Scatter an array across all workers

Parameters:
  • src (Union[np.ndarray, NDArray]) – The array to be scattered. The first dimension of this array, src.shape[0], must be equal to the number of workers.

  • dst (Optional[DRef]) – The output array. If None, an array with compatible shape and the same dtype as src will be allocated on each worker.

  • in_group (bool) – Whether the scatter operation performs globally or in group as default.

Returns:

output_array – The DRef containing the scattered data on all workers. If dst was provided, this return value is the same as dst. Otherwise, it is the newly allocated space.

Return type:

DRef

scatter_from_worker0(from_array: DRef, to_array: DRef, in_group: bool = True) None

Scatter an array from worker-0 to all other workers.

Parameters:
  • src (Union[np.ndarray, NDArray]) – The array to be scattered. The first dimension of this array, src.shape[0], must be equal to the number of workers.

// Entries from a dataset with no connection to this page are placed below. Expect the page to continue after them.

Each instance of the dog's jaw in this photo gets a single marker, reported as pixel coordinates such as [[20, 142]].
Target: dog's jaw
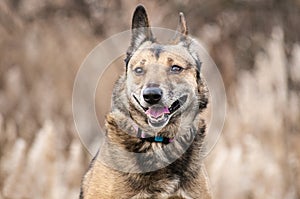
[[158, 116]]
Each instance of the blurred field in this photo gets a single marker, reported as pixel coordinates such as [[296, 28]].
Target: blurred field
[[255, 44]]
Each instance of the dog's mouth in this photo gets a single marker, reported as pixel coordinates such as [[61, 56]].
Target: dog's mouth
[[159, 115]]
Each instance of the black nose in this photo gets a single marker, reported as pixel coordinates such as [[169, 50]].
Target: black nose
[[152, 95]]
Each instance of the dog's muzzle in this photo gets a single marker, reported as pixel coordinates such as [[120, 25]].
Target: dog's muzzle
[[159, 115]]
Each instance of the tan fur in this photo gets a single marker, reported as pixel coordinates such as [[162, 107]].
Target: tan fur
[[184, 178]]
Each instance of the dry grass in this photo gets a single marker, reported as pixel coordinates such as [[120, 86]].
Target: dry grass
[[43, 44]]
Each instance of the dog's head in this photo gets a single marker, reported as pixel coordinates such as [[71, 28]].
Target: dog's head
[[163, 80]]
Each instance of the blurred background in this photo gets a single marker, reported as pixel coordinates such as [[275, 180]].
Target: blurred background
[[255, 44]]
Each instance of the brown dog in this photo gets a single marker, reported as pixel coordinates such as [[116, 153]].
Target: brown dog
[[154, 133]]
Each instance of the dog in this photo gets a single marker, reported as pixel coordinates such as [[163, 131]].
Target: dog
[[155, 131]]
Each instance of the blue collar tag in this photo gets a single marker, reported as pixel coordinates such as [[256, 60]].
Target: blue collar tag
[[158, 139]]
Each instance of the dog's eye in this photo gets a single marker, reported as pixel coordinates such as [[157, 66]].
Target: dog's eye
[[139, 71], [176, 69]]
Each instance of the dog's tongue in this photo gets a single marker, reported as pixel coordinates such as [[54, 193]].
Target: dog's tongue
[[157, 111]]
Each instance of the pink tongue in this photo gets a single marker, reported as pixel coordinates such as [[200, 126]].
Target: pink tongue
[[157, 111]]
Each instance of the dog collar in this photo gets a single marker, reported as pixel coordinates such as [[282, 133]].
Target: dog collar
[[143, 136]]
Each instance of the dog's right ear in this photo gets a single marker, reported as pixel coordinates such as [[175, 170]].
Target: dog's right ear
[[140, 31]]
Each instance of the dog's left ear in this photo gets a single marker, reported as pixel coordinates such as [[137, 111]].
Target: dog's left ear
[[181, 34], [140, 31]]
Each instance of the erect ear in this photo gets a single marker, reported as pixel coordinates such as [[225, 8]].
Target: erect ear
[[181, 34], [140, 30]]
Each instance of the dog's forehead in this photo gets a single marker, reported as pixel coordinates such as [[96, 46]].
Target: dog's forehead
[[154, 51]]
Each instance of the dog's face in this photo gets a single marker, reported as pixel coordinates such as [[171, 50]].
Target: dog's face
[[162, 80]]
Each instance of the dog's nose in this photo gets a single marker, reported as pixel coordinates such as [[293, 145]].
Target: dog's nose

  • dst (Optional[DRef]) – The output array. If None, an array with compatible shape and the same dtype as src will be allocated on each worker.

  • in_group (bool) – Whether the scatter operation performs globally or in group as default.

gather_to_worker0(from_array: DRef, to_array: DRef, in_group: bool = True) None

Gather an array from all other workers to worker-0.

Parameters:
  • from_array (DRef) – The array to be gathered from.

  • to_array (DRef) – The array to be gathered to.

  • in_group (bool) – Whether the gather operation performs globally or in group as default.

allreduce(src: DRef, dst: DRef, op: str = 'sum', in_group: bool = True) DRef

Perform an allreduce operation on an array.

Parameters:
  • array (DRef) – The array to be reduced.

  • op (str = "sum") – The reduce operation to be performed. Available options are: - “sum” - “prod” - “min” - “max” - “avg”

  • in_group (bool) – Whether the reduce operation performs globally or in group as default.

allgather(src: DRef, dst: DRef, in_group: bool = True) DRef

Perform an allgather operation on an array.

Parameters:
  • src (DRef) – The array to be gathered from.

  • dst (DRef) – The array to be gathered to.

  • in_group (bool) – Whether the reduce operation performs globally or in group as default.

class tvm.runtime.disco.ThreadedSession(num_workers: int, num_groups: int = 1)

A Disco session backed by multi-threading.

class tvm.runtime.disco.SocketSession(num_nodes: int, num_workers_per_node: int, num_groups: int, host: str, port: int)

A Disco session backed by socket-based multi-node communication.